The boy set out to meet the giant. He found his tracks. At last he saw him coming with moose in his belt. The giant said, "Who is this little man? I'll put him into my glove." He put him inside, and tried to crush him. with his clenched fist, but the boy tore his glove. Then he said, "I'll kill you with my staff." "You can't kill me that way." The giant held him in one hand, and tried to strike him with the other, but the boy held his other hand, so that the giant could not hurt him. The giant was perspiring. The boy said, "I thought you were strong." Taking his staff, he truck the giant's back, breaking it in two. He took one of his gloves, and went home. "Is this the one you called a strong man?" "How did you get this glove?" "I played with the giant, and split him in two with his own staff." "That giant has killed my people."

The boy said, "Some people are going to come to our camp." A short time after, a brother of theirs came there. He looked thin and starved. The girl fed him with pemmican and gave him food to take to his people. He did not recognize them, but told his people he had met a handsome man and his sister, who had given him all kinds of food. The people, who were famishing, came to the boy's lodge, but the girl would not give them any food. At last, the good old woman came with her dog, Muskrat. The girl called her. The dog knew her, and wagged his tail for joy. The girl fed both hospitably. Then her father came and begged for some food. She said, "Chew this up." He tried to eat some, but it was as hard as bones.
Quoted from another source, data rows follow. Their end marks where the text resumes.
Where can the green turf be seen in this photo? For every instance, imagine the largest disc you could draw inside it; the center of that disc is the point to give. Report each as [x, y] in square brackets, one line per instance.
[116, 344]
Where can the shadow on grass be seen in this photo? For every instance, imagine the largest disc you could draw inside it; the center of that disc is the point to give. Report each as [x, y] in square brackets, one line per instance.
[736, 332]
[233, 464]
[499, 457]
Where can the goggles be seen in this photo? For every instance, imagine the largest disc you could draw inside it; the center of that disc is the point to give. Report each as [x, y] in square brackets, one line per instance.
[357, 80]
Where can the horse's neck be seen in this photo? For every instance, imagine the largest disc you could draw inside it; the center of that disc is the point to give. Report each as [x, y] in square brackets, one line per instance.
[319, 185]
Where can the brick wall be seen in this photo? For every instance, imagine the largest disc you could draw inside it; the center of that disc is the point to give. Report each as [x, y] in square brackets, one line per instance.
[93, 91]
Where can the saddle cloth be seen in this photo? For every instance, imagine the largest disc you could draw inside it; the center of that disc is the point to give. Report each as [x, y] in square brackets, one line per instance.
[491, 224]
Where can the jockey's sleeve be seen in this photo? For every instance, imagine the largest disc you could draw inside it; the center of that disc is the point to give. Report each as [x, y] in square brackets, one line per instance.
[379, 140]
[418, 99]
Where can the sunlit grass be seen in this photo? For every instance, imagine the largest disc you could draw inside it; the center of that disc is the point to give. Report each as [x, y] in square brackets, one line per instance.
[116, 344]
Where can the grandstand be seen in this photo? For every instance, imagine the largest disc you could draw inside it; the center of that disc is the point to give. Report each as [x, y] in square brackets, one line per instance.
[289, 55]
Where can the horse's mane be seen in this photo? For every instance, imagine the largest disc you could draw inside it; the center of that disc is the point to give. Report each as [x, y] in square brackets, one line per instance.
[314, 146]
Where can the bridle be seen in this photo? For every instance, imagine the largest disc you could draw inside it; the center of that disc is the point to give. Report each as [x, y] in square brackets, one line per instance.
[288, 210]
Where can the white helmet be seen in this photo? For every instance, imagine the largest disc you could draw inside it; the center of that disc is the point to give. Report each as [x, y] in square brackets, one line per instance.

Then the girl hit her father in, the neck with the dry meat. After this, she and her brother lived together with the old woman and her dog.

The Two Brothers.1

Two orphan brothers were traveling together along the shore of a big lake. They saw an old man paddling a canoe. The younger boy was playing with a white-tailed deer's hoofs, which he threw into the air and caught in his hands. The old paddler approached the shore. When the boy threw one of his hoofs into the air, it fell into the canoe, but the old man refused to give it up. The boy began to cry. The older brother demanded the toy, but still the old man refused. At last, he stretched out his paddle, bridging the distance between the shore and his canoe, and said, "Stand there, and I'll hand it to you." The youth obeyed, but the old man pulled in the paddle, so that he fell into the canoe. He cried, "Wait for my younger brother."' But the old man would not listen to him, and paddled away. The younger boy cried, running along the shore. Then he called out to his brother, "I am going to turn my feet into a wolf's."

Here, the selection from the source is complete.